Concentrated hydrogen peroxide solutions are explosively decomposed by traces of transition metal ions (such as Mn or Fe): $$ 2 \mathrm{H}_{2} \mathrm{O}_{2}(a q) \longrightarrow 2 \mathrm{H}_{2} \mathrm{O}(l)+\mathrm{O}_{2}(g) $$ What volume of pure \(\mathrm{O}_{2}(\mathrm{~g})\), collected at \(27^{\circ} \mathrm{C}\) and 746 torr, would be generated by decomposition of \(125 \mathrm{~g}\) of a \(50.0 \%\) by mass hydrogen peroxide solution? Ignore any water vapor that may be present.

Stoichiometry is a key concept in chemistry that involves the quantitative relationships between the reactants and products in a chemical reaction. It is based on the principle of conservation of mass, where the number of atoms of each element must be the same before and after the reaction.

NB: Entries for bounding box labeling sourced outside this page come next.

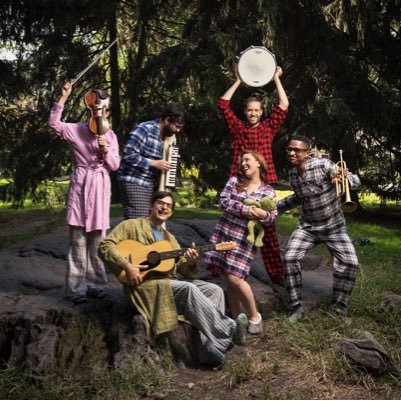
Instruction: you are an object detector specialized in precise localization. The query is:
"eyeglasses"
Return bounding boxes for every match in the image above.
[156,199,173,210]
[286,148,309,155]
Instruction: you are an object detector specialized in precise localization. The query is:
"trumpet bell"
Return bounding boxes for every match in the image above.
[341,201,358,213]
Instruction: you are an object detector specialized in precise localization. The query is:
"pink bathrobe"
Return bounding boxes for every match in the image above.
[49,103,120,233]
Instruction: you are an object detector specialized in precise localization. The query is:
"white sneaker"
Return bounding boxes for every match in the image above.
[248,312,263,334]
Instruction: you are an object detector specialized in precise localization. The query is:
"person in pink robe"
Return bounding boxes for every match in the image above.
[48,82,120,304]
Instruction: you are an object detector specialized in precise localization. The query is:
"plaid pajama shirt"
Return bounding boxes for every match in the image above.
[277,157,360,314]
[218,99,288,283]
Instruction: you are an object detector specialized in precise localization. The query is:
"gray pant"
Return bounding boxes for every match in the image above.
[119,181,154,220]
[64,226,108,297]
[171,279,235,354]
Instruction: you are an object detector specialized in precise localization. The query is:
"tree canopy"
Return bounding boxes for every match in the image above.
[0,0,401,206]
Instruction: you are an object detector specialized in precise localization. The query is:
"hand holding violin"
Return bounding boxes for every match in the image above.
[57,81,72,106]
[96,135,109,155]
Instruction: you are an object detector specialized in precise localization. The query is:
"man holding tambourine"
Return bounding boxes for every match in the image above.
[218,46,289,285]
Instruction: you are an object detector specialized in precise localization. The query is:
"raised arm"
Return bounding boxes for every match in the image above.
[221,67,241,100]
[273,66,290,110]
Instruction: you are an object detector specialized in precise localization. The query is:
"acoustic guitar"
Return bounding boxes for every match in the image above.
[117,240,237,284]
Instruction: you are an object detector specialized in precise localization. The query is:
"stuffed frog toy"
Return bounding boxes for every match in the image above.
[243,196,276,248]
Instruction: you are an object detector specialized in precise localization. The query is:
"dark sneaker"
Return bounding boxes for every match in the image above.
[248,312,263,334]
[288,306,305,323]
[233,313,248,345]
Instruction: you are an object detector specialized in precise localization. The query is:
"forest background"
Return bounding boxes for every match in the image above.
[0,0,401,207]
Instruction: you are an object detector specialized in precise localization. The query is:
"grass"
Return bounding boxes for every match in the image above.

For example, in the decomposition of hydrogen peroxide, the balanced chemical equation demonstrates stoichiometry:
\[2 \text{H}_2\text{O}_2 \longrightarrow 2 \text{H}_2\text{O} + \text{O}_2\]
This equation tells us that two moles of hydrogen peroxide decompose to form two moles of water and one mole of oxygen gas. Using this stoichiometric relationship, we can determine the amount of oxygen produced if we know the quantity of hydrogen peroxide we started with.

Understanding stoichiometry is crucial when aiming to predict the outcomes of reactions. For instance, in our exercise, we utilize stoichiometry to establish that the decomposition of 1.837 moles of hydrogen peroxide yields 0.9185 moles of oxygen. Remember, the stoichiometric coefficient of hydrogen peroxide is twice that of oxygen, reflecting the 2:1 ratio.

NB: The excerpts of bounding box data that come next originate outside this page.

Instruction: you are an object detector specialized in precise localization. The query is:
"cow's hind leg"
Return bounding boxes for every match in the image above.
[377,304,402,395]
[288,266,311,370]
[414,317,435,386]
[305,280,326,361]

The Ideal Gas Law is a fundamental equation in chemistry, relating the pressure, volume, temperature, and number of moles of an ideal gas. The law is commonly expressed as:\[PV = nRT\]
In this formula, P stands for pressure in atmospheres (atm), V is the volume in liters (L), n is the number of moles, R is the ideal gas constant with a value of 0.0821 L·atm/mol·K, and T is the temperature in Kelvin (K).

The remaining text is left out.